Efforts by UnitedHealthcare and the pharmacy benefit manager Express Scripts, which started changing how it processes coupons in 2015, are modest so far, with only a few thousand people enrolled.

“I think these programs are going to be extremely controversial,” said Adam Fein, a pharmaceutical industry analyst. “These programs are really a way to shift costs from the employer and the insurance company onto the manufacturer and the patient.” Fein said new programs aimed at making coupons less valuable could increase in popularity if more employers begin blaming coupons for the recent spike in spending on expensive specialty drugs.

“The more drug makers continue to fund these programs instead of lowering costs, the more likely employers may feel the need to implement this benefit design,” said Steve Miller, chief medical officer of Express Scripts.

These new anti-coupon programs, sometimes called “copay accumulators,” have certainly gotten the attention of drug makers. By shifting more costs to consumers, Express Scripts and UnitedHealth are daring drug companies to pony up more cash to cover that difference or risk losing customers.

Consumers like Juliana Keeping are caught in the middle. Keeping’s son Eli, 5, has cystic fibrosis. He’s on seven prescriptions. One is for Pertzye, a prescription that helps him absorb his food. Keeping said she’d have to pay her son’s $4,000 deductible if her insurance plan changed how coupons are used.

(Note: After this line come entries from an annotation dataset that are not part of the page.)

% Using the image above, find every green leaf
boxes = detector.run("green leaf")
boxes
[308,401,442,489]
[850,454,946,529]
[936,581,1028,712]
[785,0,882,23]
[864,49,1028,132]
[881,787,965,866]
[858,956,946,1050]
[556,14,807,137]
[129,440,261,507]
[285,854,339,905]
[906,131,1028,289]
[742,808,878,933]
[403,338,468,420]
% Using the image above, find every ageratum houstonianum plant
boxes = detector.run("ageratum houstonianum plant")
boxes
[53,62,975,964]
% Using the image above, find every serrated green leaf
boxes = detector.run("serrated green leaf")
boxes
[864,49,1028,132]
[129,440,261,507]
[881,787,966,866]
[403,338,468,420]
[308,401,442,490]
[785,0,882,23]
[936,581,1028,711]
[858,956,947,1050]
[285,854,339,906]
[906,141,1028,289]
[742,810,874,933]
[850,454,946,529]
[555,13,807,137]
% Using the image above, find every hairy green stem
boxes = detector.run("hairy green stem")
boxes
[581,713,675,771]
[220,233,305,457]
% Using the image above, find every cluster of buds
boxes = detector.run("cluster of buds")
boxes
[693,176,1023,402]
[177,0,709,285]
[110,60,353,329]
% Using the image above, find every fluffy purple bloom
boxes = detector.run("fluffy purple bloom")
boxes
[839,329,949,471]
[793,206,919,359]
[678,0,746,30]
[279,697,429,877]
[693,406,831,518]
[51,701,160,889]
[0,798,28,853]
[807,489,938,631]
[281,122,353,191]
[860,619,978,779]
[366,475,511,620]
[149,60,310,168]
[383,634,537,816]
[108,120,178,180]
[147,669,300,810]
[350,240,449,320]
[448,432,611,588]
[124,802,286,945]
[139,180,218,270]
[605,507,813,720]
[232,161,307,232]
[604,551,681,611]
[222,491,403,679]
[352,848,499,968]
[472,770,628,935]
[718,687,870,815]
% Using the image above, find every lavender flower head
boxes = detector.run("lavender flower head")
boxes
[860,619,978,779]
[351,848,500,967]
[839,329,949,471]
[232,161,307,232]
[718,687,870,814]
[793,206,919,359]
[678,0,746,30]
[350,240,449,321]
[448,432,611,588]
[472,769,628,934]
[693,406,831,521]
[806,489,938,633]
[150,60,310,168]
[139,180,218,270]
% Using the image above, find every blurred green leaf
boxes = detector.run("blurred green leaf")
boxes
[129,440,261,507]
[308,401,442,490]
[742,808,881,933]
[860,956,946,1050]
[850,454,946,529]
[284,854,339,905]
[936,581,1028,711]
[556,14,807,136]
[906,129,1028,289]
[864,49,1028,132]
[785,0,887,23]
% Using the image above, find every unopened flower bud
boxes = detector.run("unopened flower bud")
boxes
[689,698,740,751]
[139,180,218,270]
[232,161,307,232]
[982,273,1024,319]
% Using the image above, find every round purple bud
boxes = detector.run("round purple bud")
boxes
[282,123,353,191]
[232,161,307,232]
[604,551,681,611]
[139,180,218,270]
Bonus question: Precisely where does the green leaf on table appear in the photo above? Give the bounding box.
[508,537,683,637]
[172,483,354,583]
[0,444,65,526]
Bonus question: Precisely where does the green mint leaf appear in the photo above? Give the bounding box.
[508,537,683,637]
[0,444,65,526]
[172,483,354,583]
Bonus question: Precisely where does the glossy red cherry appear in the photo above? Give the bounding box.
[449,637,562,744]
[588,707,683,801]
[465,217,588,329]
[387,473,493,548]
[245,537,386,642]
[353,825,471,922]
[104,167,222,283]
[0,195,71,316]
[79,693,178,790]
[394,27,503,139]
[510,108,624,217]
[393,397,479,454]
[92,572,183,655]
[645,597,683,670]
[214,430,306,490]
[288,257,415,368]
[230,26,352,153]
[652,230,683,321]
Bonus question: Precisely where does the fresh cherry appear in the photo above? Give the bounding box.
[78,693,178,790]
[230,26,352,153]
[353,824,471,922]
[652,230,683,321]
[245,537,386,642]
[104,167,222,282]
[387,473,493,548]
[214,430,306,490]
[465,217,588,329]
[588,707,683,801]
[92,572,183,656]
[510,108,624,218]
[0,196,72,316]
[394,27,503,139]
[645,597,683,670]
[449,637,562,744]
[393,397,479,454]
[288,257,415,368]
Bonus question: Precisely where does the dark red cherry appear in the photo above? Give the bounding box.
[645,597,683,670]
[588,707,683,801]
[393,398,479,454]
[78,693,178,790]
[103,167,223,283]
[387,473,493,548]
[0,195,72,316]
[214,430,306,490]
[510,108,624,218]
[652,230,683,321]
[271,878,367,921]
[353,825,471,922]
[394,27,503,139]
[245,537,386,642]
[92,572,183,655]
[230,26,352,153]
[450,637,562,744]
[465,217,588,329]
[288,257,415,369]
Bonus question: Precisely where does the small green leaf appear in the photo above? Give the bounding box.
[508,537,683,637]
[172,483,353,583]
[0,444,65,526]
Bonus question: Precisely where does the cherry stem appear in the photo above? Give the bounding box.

“We must come to a solution” to slow the rise in health care spending, she said. “A solution that’s going to financially cripple families like mine and many others is the wrong solution. Gimme a break,” she said. 

It’s not clear how a copay accumulator would slow costs in cases like Eli’s where there’s no generic or branded drug alternative. Harvard health economist Leemore Dafny said the benefit would come from eradicating coupons, at which point she argues pharmaceutical companies would be forced to drop prices.

As terrible as it sounds, said Dafny, “sometimes painful actions need to be taken,” for the good of the whole society.